Ever since our IT has upgraded podman from version 4.9.4 to 5.2.2, we have been seeing this "Lost connection" error while running multiple queries (reads and writes) within a single POST request from our frontend:

[ERROR] pid:35 (pymysql.err.OperationalError) (2013, 'Lost connection to MySQL server during query ([Errno 104] Connection reset by peer)')
(Background on this error at: https://sqlalche.me/e/20/e3q8)

This error happens randomly, but it seems like it will happen when the POST request takes more than 12 seconds or so (in that particular environment), while this single request has a lot of queries.

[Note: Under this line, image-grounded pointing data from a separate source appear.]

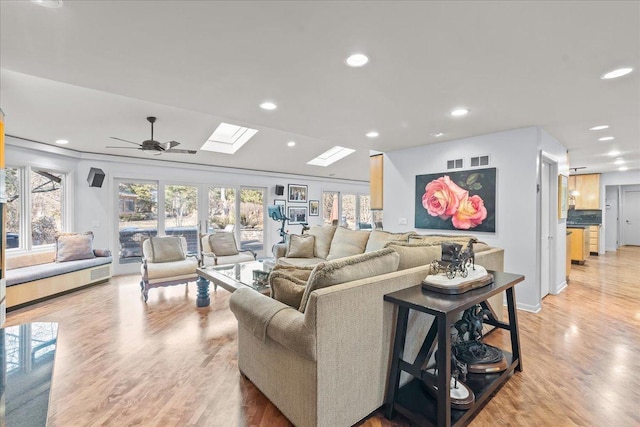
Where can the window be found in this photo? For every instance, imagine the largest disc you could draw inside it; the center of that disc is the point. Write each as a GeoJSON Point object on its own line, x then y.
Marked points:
{"type": "Point", "coordinates": [35, 207]}
{"type": "Point", "coordinates": [138, 218]}
{"type": "Point", "coordinates": [347, 210]}
{"type": "Point", "coordinates": [181, 213]}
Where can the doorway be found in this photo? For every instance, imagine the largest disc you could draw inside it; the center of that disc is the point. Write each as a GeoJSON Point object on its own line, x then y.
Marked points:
{"type": "Point", "coordinates": [631, 217]}
{"type": "Point", "coordinates": [547, 215]}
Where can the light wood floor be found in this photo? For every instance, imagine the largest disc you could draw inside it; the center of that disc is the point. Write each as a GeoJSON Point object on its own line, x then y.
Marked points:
{"type": "Point", "coordinates": [123, 363]}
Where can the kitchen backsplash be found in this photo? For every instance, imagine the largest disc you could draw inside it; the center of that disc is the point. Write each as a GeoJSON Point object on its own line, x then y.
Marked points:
{"type": "Point", "coordinates": [584, 216]}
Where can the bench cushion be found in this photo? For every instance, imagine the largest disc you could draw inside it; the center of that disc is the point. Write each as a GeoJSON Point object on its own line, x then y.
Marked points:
{"type": "Point", "coordinates": [42, 271]}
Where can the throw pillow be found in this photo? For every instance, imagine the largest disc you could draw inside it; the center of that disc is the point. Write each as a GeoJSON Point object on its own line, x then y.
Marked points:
{"type": "Point", "coordinates": [415, 254]}
{"type": "Point", "coordinates": [323, 236]}
{"type": "Point", "coordinates": [286, 289]}
{"type": "Point", "coordinates": [348, 269]}
{"type": "Point", "coordinates": [166, 249]}
{"type": "Point", "coordinates": [74, 246]}
{"type": "Point", "coordinates": [223, 243]}
{"type": "Point", "coordinates": [379, 238]}
{"type": "Point", "coordinates": [301, 246]}
{"type": "Point", "coordinates": [347, 243]}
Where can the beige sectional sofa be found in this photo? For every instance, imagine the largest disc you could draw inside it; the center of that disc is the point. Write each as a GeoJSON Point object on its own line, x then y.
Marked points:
{"type": "Point", "coordinates": [326, 362]}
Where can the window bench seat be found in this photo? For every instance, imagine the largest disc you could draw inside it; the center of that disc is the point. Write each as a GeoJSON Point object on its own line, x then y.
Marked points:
{"type": "Point", "coordinates": [35, 276]}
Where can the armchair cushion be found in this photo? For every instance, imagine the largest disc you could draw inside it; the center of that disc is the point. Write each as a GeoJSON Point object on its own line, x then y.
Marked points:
{"type": "Point", "coordinates": [223, 243]}
{"type": "Point", "coordinates": [301, 246]}
{"type": "Point", "coordinates": [355, 267]}
{"type": "Point", "coordinates": [347, 243]}
{"type": "Point", "coordinates": [74, 246]}
{"type": "Point", "coordinates": [166, 249]}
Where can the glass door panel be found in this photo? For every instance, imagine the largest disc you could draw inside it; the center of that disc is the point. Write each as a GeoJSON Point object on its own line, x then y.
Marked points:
{"type": "Point", "coordinates": [252, 219]}
{"type": "Point", "coordinates": [222, 209]}
{"type": "Point", "coordinates": [138, 218]}
{"type": "Point", "coordinates": [348, 211]}
{"type": "Point", "coordinates": [181, 213]}
{"type": "Point", "coordinates": [330, 208]}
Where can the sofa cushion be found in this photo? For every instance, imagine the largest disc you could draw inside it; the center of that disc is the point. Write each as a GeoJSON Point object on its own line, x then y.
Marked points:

But sometimes a long request can go through without running into this connection error.

After a lot of searches and different approaches, including:

  1. changing MySQL database's parameters like increasing read_timeout, write_timeout, increasing max_allowed_packet_size, etc.
  2. rebuilding and rebooting containers.
  3. openning up firewall setting to allow direct connection from laptop to linux server.
  4. changing SQLAlchemy's engine configuration like limiting connection pool to 1, turning on connection_pre_ping, etc.

Then we decided to rollback our podman version to 4.9.4 where before the errors started happening, no more errors!

Steps to reproduce the issue

Steps to reproduce the issue
1.
2.
3.

Describe the results you received

[ERROR] pid:35 (pymysql.err.OperationalError) (2013, 'Lost connection to MySQL server during query ([Errno 104] Connection reset by peer)')
(Background on this error at: https://sqlalche.me/e/20/e3q8)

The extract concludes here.